Use `AgentRolloutProcessor` when your eval requires **tools or function calling**:

```python tutorial_agent.py theme={null}
from typing import List
from eval_protocol.models import EvaluationRow
from eval_protocol.pytest import evaluation_test, AgentRolloutProcessor


@evaluation_test(
    input_dataset=["tasks.jsonl"],
    completion_params=[{"model": "openai/gpt-4o"}],
    rollout_processor=AgentRolloutProcessor(),
    mcp_config_path="./mcp.config.json",
    steps=30,
)
def test_agent(rows: List[EvaluationRow]) -> List[EvaluationRow]:
    # Each row reflects the full tool-using conversation
    ...
    return rows
```

* The agent will:
  * Call the model with available tools
  * Execute any returned tool calls
  * Loop until there are no more tools to call or `steps` is reached

## MCP gym environments

Use `MCPGymRolloutProcessor` for **interactive environments** exposed via MCP:

```python tutorial_gym.py theme={null}
from typing import List
from eval_protocol.models import EvaluationRow
from eval_protocol.pytest import evaluation_test, MCPGymRolloutProcessor


@evaluation_test(
    input_dataset=["env_tasks.jsonl"],
    completion_params=[{"model": "openai/gpt-4o"}],
    rollout_processor=MCPGymRolloutProcessor(),
    server_script_path="examples/tau2_mcp/server.py",
    steps=30,
)
def test_env(rows: List[EvaluationRow]) -> List[EvaluationRow]:
    # Each row includes the full trajectory through the environment
    ...
    return rows
```

This is the pattern used by benchmarks like **TauBench** or custom gym‑style environments.

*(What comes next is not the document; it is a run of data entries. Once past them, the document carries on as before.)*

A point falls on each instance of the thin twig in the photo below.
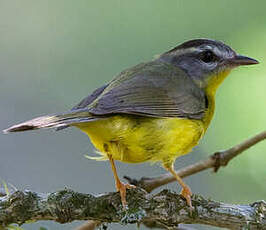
(215, 161)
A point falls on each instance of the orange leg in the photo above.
(186, 192)
(120, 186)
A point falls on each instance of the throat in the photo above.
(210, 90)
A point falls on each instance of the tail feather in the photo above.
(52, 121)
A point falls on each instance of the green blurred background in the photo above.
(53, 53)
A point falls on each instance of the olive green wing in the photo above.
(152, 89)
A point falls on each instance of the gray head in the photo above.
(204, 58)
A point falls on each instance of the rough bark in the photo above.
(165, 209)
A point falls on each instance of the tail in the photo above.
(53, 121)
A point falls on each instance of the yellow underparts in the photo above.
(135, 139)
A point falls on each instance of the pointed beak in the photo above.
(242, 60)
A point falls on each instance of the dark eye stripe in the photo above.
(207, 56)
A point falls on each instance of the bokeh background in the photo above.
(53, 53)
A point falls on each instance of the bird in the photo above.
(155, 111)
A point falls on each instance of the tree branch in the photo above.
(215, 161)
(165, 209)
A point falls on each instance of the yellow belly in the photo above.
(135, 139)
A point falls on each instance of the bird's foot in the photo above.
(122, 187)
(186, 193)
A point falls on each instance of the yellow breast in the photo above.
(135, 139)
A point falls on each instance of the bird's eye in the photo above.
(207, 56)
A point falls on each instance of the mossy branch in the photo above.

## When to read the full reference

Stay on this page until you need:

* Fine‑grained `RolloutProcessorConfig` usage
* Pydantic AI–specific integrations
* Detailed concurrency and retry behavior
* CLI flags (pytest plugin) for CI tuning

When you do, jump to the [Rollout Processors reference](/reference/rollout-processors) for complete details and edge cases.